Kumada is a relatively common family name in Japan. Meaning “bear field,” it’s usually written in Japanese as 熊田. However, this restaurant’s sign says 熊だ, literally “we are bears,” and once you take a look at the menu, you can see why.
In Japan, tuna gets the biggest share of the sushi and sashimi glory. But salmon is also an incredibly popular choice to be eaten raw, and it often beats out tuna in sushi preference polls. And so Kumada dedicates itself to the favorite fish of many sashimi lovers and just about all bears, serving a menu made up almost entirely of salmon sashimi bowls.
Bowls start at a reasonable ¥980 (US$8.75), and available toppings include Nagano-caught Shinshu salmon, Miyazaki-sourced Nishimera salmon, and even seared aburi salmon for those who don’t like to eat their fish as raw as actual bears do. Since Kumada’s ursine allusions had us feeling extra hungry, we decided to splurge on the ¥1,580 (US$14.44) Salmon Sanshu Tabekurabe Bowl, which comes with three kinds of fish, like a sashimi sampler served over rice.
The first component we tasted was the Norwegian salmon (pictured above), which was moist, firm, and delicious.
Equally tasty, but in its own way, was the Japanese Shinshu salmon, with a smoother, more refined taste.
The final topping was yukimasu (maraene), a whitefish also caught in Nagano. It’s technically not salmon, but it has a texture and sweetness not far removed from sea bream, and so we were happy to have it in our bowl, and the flavor made for a great combination with our two types of salmon.

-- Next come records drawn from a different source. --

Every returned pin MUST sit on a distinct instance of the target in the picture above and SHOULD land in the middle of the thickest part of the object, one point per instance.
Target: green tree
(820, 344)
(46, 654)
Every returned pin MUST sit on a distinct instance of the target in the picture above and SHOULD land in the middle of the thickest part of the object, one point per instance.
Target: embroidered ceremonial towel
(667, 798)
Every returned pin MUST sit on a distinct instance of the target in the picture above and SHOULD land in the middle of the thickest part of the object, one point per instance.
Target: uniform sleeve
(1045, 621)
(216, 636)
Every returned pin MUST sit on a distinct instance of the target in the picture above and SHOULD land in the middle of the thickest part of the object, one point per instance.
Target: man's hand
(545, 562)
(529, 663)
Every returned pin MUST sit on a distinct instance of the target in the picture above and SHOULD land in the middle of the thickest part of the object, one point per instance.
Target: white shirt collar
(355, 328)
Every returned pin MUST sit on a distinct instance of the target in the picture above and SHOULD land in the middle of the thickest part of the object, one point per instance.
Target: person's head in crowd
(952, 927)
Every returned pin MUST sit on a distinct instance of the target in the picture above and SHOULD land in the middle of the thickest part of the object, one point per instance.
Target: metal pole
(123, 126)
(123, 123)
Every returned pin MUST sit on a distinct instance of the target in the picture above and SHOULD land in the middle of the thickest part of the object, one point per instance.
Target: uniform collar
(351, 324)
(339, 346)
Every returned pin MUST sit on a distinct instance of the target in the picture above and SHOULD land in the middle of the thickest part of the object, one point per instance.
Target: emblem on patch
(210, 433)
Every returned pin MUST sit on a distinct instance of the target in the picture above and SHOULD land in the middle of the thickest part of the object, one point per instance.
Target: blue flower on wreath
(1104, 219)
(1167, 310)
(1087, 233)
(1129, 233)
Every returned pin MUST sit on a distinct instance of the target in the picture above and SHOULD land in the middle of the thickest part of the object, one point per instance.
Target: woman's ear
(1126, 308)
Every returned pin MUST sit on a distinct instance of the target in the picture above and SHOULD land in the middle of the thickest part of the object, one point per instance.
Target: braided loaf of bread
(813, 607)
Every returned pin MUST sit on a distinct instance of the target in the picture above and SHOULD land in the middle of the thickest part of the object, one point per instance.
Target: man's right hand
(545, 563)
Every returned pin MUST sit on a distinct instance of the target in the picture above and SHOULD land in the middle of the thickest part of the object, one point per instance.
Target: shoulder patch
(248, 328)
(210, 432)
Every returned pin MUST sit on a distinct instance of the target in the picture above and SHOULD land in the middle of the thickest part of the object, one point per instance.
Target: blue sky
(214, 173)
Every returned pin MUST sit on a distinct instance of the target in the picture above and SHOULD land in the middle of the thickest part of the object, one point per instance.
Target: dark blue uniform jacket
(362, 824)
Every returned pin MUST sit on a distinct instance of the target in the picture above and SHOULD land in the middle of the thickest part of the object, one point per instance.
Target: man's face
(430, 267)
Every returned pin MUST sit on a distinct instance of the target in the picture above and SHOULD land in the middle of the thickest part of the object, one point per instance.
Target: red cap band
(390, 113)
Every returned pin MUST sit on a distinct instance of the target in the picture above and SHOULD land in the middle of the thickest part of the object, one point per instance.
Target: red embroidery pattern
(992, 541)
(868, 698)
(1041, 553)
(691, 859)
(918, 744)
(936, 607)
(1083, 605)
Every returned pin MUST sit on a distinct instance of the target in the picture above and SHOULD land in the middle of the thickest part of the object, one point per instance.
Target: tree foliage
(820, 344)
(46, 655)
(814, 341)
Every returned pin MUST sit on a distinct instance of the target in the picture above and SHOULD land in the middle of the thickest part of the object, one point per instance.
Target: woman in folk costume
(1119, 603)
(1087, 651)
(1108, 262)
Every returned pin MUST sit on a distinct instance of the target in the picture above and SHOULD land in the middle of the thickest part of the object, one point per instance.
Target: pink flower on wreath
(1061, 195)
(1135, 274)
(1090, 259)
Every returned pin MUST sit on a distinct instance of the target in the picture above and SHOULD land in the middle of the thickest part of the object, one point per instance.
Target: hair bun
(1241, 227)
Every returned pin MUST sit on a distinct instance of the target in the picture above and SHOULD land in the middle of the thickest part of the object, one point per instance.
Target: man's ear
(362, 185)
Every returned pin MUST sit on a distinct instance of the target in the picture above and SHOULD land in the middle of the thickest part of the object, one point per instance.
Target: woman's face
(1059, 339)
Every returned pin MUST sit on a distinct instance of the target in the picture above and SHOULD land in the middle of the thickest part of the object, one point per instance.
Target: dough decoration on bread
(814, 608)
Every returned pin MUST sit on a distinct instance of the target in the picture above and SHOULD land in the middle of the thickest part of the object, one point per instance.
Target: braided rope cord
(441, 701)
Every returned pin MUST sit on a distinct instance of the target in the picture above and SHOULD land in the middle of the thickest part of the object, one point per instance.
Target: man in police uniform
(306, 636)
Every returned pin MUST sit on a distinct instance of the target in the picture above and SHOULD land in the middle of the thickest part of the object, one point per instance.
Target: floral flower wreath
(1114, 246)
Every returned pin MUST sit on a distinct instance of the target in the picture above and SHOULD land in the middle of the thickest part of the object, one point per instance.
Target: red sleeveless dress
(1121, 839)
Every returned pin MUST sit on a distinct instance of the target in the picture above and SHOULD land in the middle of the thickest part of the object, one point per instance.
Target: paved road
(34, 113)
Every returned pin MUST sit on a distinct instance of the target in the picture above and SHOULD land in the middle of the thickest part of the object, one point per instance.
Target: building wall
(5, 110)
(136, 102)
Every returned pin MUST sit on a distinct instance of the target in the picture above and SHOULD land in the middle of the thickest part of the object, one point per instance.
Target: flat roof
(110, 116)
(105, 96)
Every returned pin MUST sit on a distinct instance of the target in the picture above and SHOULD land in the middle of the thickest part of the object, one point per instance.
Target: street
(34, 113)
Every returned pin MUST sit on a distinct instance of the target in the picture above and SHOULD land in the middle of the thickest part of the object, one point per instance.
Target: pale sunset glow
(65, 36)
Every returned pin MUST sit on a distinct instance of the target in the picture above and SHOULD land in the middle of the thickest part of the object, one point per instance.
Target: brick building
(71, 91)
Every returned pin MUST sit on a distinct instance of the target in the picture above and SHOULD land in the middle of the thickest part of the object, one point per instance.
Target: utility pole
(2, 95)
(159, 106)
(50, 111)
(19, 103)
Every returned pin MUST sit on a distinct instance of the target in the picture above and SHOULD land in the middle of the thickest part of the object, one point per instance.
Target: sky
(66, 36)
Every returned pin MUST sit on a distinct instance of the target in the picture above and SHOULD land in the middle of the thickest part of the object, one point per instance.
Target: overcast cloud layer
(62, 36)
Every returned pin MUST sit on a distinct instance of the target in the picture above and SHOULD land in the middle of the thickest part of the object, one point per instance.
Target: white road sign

Once you’ve finished off your toppings, it’s time for yet another great part of the meal, an included in the price of all Kumada’s sashimi bowls is free ochazuke, made by pouring hot green tea over the rice and sprinkling on thin-cut nori seaweed and sesame seeds.
You also get one last piece of salmon sashimi, served with a pat of mentaiko (spicy cod roe).
Kumada just had its grand opening on December 29, 2017, but with a great location that’s an easy walk from Harajuku or Meiji-jingumae Stations, we look forward to going back often whenever we feel the need to get in touch with our inner bear.